- Cover of the CD single

Single by Arcade Fire

from the album Funeral
- B-side: Live version; "Brazil";
- Released: September 12, 2005
- Recorded: August 2003 – early 2004
- Studio: Hotel2Tango (Montreal, Quebec)
- Genre: Indie rock; arena rock; power pop; baroque pop;
- Length: 5:05
- Label: Rough Trade;
- Songwriters: Howard Bilerman; Win Butler; Régine Chassagne; Tim Kingsbury; Richard Reed Parry;
- Producer: Arcade Fire

Arcade Fire singles chronology
| "Cold Wind" (2005) | "Rebellion (Lies)" (2005) | "Wake Up" (2005) |

Alternative cover
- Cover of the DVD single

= Rebellion (Lies) =

"Rebellion (Lies)" is a song by Canadian indie rock band Arcade Fire.
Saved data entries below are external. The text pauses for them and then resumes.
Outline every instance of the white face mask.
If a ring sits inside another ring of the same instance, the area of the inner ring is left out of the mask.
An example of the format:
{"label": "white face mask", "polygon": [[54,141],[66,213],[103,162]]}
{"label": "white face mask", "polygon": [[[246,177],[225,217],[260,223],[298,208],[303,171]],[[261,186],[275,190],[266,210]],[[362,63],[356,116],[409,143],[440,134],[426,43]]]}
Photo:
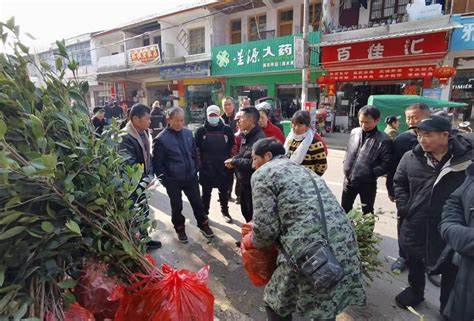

It was the fourth single released from the band's debut album, Funeral. The single was released in both CD and DVD formats with the song "Brazil" as the B-side. The single peaked at number 19 on the UK singles chart, the band's best performance on this chart to date. On the album Funeral, "Rebellion (Lies)" immediately follows the song "Haiti", the ending of which has the same bass beat and leads right into the beginning of "Rebellion (Lies)". The song has enduringly been the band's closing song at appearances at music festivals and at the end of most of their shows, and as of July 2025 is their most-performed song live. In October 2011, British pop singer Sophie Ellis-Bextor released a cover in support of Songs to Save a Life, a benefit project in aid of Samaritans.

==Accolades==
The song was one of three tracks mentioned in the band's nomination — and win — of the 2006 Juno Award for Songwriter of the Year. The song was also nominated for Best Independent Video at the 2005 MuchMusic Video Awards.

In May 2007, NME magazine named the song as #29 in its list of the "50 Greatest Indie Anthems Ever". In April 2009, the song was featured in Blender magazine's "500 Greatest Songs Since You Were Born" as #380. In August 2009, the song was ranked #69 in Pitchfork Media's Top 500 Tracks of the 2000s. In 2009, NME ranked the song as the 9th best of the 2000s and in October 2011 they named it as 2nd in their list of the 150 greatest songs from the past 15 years.

==Appearances==
The song was featured on a season 5 episode of the television series Six Feet Under.

This song was originally intended to be used during the closing scene of the pilot for the television series The Black Donnellys, but the band refused to grant the rights for its use. Snow Patrol's "Open Your Eyes" was used instead.

In 2006, the song was featured in a commercial promoting Bono's Product Red campaign.

Since 2008, the song has been used as opening theme for the Italian talk show Otto e mezzo on La7 network.

In 2011, filmmaker Matthew Wisniewski set his footage of the Wisconsin Uprising to the song.

==Track listing==
1. "Rebellion (Lies)" – 5:05
2. "Brazil" – 3:54

==Personnel==
- Win Butler - vocals, Jaguar electric guitar
- Régine Chassagne - piano, backing vocals
- Richard Reed Parry - Rickenbacker electric guitar, backing vocals, engineer, recording
- Tim Kingsbury - bass, backing vocals
- Howard Bilerman - drums, engineer, recording
- Will Butler - percussion, backing vocals
Additional musicians
- Sarah Neufeld – violin, string arrangements
- Owen Pallett – violin, string arrangements
- Michael Olsen – cello
- Pietro Amato – horn
- Anita Fust – harp

==Charts==

| Chart (2005) | Peak position |
|---|---|
| Canada Hot AC Top 30 (Radio & Records) | 19 |
| UK Singles (OCC) | 19 |
| UK Indie (OCC) | 1 |

==Certifications==

| Region | Certification | Certified units/sales |
| Canada (Music Canada) | Platinum | 80,000^{‡} |
^{‡} Sales+streaming figures based on certification alone.